Let’s now review hedge fund activity in other stocks – not necessarily in the same industry as Exxon Mobil Corporation (NYSE:XOM) but similarly valued. These stocks are Facebook Inc (NASDAQ:FB), Johnson & Johnson (NYSE:JNJ), General Electric Company (NYSE:GE), and Amazon.com, Inc. (NASDAQ:AMZN). This group of stocks’ market valuations are closest to XOM’s market valuation.

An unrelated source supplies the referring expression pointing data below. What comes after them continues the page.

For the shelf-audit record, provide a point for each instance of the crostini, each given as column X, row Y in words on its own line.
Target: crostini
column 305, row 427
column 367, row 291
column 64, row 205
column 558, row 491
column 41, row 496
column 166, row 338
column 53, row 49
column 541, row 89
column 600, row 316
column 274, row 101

Ticker No of HFs with positions Total Value of HF Positions (x1000) Change in HF Position
FB 164 14536316 18
JNJ 77 5251691 5
GE 64 5476675 10
AMZN 133 14699954 -8

As you can see these stocks had an average of 109.5 hedge funds with bullish positions and the average amount invested in these stocks was $9991 million. That figure was $2501 million in XOM’s case. Facebook Inc (NASDAQ:FB) is the most popular stock in this table. On the other hand General Electric Company (NYSE:GE) is the least popular one with only 64 bullish hedge fund positions. Compared to these stocks Exxon Mobil Corporation (NYSE:XOM) is even less popular than GE. Considering that hedge funds aren’t fond of this stock in relation to other companies analyzed in this article, we don’t think it is a good idea to invest in this stock at this point. If you think oil prices are going up, there are better alternatives.